Post-column addition

Chromatography Forum: LC Archives: Post-column addition
Top of pagePrevious messageNext messageBottom of pageLink to this message  By Brent on Wednesday, April 28, 2004 - 07:25 am:

I am working on a method to detect galacturonic acid with ES or APCI detection. My column requires acidic mobile phase but I want to do negative ion detection. I am attempting to add ammonia post-column but I am getting far less signal than without post-column. Does anyone have experience with this kind of situation? Is my salt content too high? My mobile phase is 0.1% (17 mM) acetic acid and I was adding 28 mM NH4OH post-column.


Top of pagePrevious messageNext messageBottom of pageLink to this message  By MG on Wednesday, April 28, 2004 - 09:20 am:

Is it possible that you are diluting your sample too much? What is the flow rate of your LC and of the post-column pump? Is 28mM the concentration of the ammonium hydroxide you are adding, or the concentration after the mixing?

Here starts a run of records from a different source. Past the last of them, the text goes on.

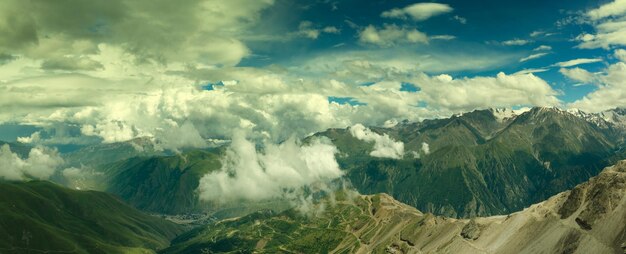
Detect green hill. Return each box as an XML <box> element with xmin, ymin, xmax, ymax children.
<box><xmin>0</xmin><ymin>180</ymin><xmax>185</xmax><ymax>253</ymax></box>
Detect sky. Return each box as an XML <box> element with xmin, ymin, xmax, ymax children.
<box><xmin>0</xmin><ymin>0</ymin><xmax>625</xmax><ymax>150</ymax></box>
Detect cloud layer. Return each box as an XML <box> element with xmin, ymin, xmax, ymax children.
<box><xmin>0</xmin><ymin>0</ymin><xmax>274</xmax><ymax>66</ymax></box>
<box><xmin>577</xmin><ymin>0</ymin><xmax>626</xmax><ymax>49</ymax></box>
<box><xmin>197</xmin><ymin>133</ymin><xmax>343</xmax><ymax>203</ymax></box>
<box><xmin>349</xmin><ymin>124</ymin><xmax>404</xmax><ymax>159</ymax></box>
<box><xmin>0</xmin><ymin>145</ymin><xmax>63</xmax><ymax>180</ymax></box>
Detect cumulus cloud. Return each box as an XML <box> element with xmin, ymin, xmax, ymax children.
<box><xmin>17</xmin><ymin>131</ymin><xmax>41</xmax><ymax>144</ymax></box>
<box><xmin>0</xmin><ymin>44</ymin><xmax>562</xmax><ymax>150</ymax></box>
<box><xmin>349</xmin><ymin>124</ymin><xmax>404</xmax><ymax>159</ymax></box>
<box><xmin>553</xmin><ymin>58</ymin><xmax>603</xmax><ymax>67</ymax></box>
<box><xmin>586</xmin><ymin>0</ymin><xmax>626</xmax><ymax>20</ymax></box>
<box><xmin>566</xmin><ymin>42</ymin><xmax>626</xmax><ymax>111</ymax></box>
<box><xmin>569</xmin><ymin>62</ymin><xmax>626</xmax><ymax>111</ymax></box>
<box><xmin>520</xmin><ymin>53</ymin><xmax>548</xmax><ymax>62</ymax></box>
<box><xmin>577</xmin><ymin>0</ymin><xmax>626</xmax><ymax>49</ymax></box>
<box><xmin>359</xmin><ymin>25</ymin><xmax>428</xmax><ymax>46</ymax></box>
<box><xmin>196</xmin><ymin>133</ymin><xmax>343</xmax><ymax>203</ymax></box>
<box><xmin>0</xmin><ymin>0</ymin><xmax>274</xmax><ymax>66</ymax></box>
<box><xmin>381</xmin><ymin>3</ymin><xmax>453</xmax><ymax>21</ymax></box>
<box><xmin>413</xmin><ymin>72</ymin><xmax>560</xmax><ymax>111</ymax></box>
<box><xmin>0</xmin><ymin>145</ymin><xmax>63</xmax><ymax>180</ymax></box>
<box><xmin>559</xmin><ymin>67</ymin><xmax>596</xmax><ymax>84</ymax></box>
<box><xmin>615</xmin><ymin>48</ymin><xmax>626</xmax><ymax>62</ymax></box>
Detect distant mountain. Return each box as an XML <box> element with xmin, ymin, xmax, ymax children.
<box><xmin>313</xmin><ymin>107</ymin><xmax>622</xmax><ymax>217</ymax></box>
<box><xmin>163</xmin><ymin>160</ymin><xmax>626</xmax><ymax>253</ymax></box>
<box><xmin>63</xmin><ymin>107</ymin><xmax>625</xmax><ymax>219</ymax></box>
<box><xmin>98</xmin><ymin>149</ymin><xmax>294</xmax><ymax>217</ymax></box>
<box><xmin>99</xmin><ymin>150</ymin><xmax>222</xmax><ymax>214</ymax></box>
<box><xmin>63</xmin><ymin>137</ymin><xmax>165</xmax><ymax>168</ymax></box>
<box><xmin>0</xmin><ymin>180</ymin><xmax>185</xmax><ymax>253</ymax></box>
<box><xmin>568</xmin><ymin>107</ymin><xmax>626</xmax><ymax>146</ymax></box>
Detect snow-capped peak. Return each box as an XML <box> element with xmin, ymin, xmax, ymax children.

Surprisingly, ESI and APCI negative will often work well with acidic eluents, as long as you aren't using TFA. I've run lots of analyses with 0.1% acetic acid in the mobile phase, and find that post-column addition is almost never necessary.


Top of pagePrevious messageNext messageBottom of pageLink to this message  By Brent on Wednesday, April 28, 2004 - 09:31 am:

Thanks for the reply.
I was adding equal (0.6 ml/min) or less flow rate in the post-column, so I was diluting no more than 1:1.
I was gettting roughly a 200 pg detection limit with ES, but wanted to see if I could boost it any more than that.


Top of pagePrevious messageNext messageBottom of pageLink to this message  By MG on Wednesday, April 28, 2004 - 12:37 pm:

Try increasing the concentration of your post-column base by a factor of 10, and decreasing its flow rate by a factor of 10. This way, you are adding the same amount of ammonia but diluting your sample much less. If your final buffer concentration is 28mM NH4OH + 17mM acetic acid, that does not seem too high


Top of pagePrevious messageNext messageBottom of pageLink to this message  By Einar Pontén - SeQuant AB on Sunday, May 2, 2004 - 02:39 pm:

In addition, I recommend that you use a knitted open tubular (KOT) reactor for effcient mixing. At this flow rate a 0.25 mm ID KOT will give you very good mixing, essentially without any additional bandbroadening.